На уличной стороне нашего дома балконов нет, они на внутренней, которая обращена во двор. И все они в последние годы, особенно начиная с 90-х, застеклены. Только наш балкон так и остался. Причина проста – денег не было. Когда все в ельцинское время кинулись бояться воров, то мы просто не успели застеклиться, а вскоре цены, подогреваемые страхом ограбления, взлетели. Тогда мы рассудили: во-первых, у нас воровать нечего, одни книги, а воры классику ни читают, иначе бы не воровали, во-вторых, жена развела на балконе цветник. Получился садик такой, цветущий и благоухающий. А если застеклить, то летом, в жару, солнце печёт, цветы задохнутся.

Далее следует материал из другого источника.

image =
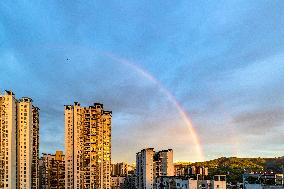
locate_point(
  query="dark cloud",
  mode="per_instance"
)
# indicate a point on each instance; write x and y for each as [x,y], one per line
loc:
[259,122]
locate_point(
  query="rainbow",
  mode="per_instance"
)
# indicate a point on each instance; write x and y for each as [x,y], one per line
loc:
[170,96]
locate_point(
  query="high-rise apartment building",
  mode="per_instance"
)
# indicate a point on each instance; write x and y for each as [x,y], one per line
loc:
[52,171]
[19,131]
[151,164]
[87,147]
[35,159]
[120,169]
[8,145]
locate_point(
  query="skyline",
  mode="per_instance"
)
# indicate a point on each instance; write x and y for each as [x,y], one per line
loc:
[222,63]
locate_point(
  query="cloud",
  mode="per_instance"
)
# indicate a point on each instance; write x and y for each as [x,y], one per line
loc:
[259,122]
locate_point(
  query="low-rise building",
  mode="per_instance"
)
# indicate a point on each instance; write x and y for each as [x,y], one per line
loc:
[117,182]
[52,171]
[174,182]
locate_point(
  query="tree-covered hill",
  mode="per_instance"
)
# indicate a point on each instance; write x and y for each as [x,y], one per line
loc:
[234,167]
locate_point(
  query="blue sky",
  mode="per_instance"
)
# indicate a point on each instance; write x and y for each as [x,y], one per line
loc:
[223,62]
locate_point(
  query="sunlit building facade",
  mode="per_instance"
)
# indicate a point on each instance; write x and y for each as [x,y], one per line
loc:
[52,171]
[8,145]
[19,131]
[87,147]
[151,164]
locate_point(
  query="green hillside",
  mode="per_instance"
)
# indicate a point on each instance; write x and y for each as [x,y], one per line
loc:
[234,167]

А ещё оказалось, что наш открытый балкон послужил спасению голубей. Как? Расскажу. Сейчас в Москве идёт борьба за чистоту дворов и улиц. Она и раньше не прекращалась, но сейчас приняла устрашающие размеры. Своих дворников уже не стало хватать и поэтому стало много дворников из ближайшего зарубежья. Где раньше надрывался один дворник с метлой, там мели уже пятеро. Да не так просто: и до и после уборки они фотографировали участок, куда-то снимки пересылали. Убирали чисто. Прежние ящики-контейнеры, в которые сваливали пищевые и бытовые отходы, регулярно вывозили. И где стало питаться птицам, нашим любимым голубочкам? Жалко же их. Мы крошили остатки хлеба, а если он успевал засохнуть, размачивали его. И сыпали сверху на асфальт под окнами. Вначале мы думали: нас заругают, но сами дворники сказали, что голуби всё чистёхонько склёвывают.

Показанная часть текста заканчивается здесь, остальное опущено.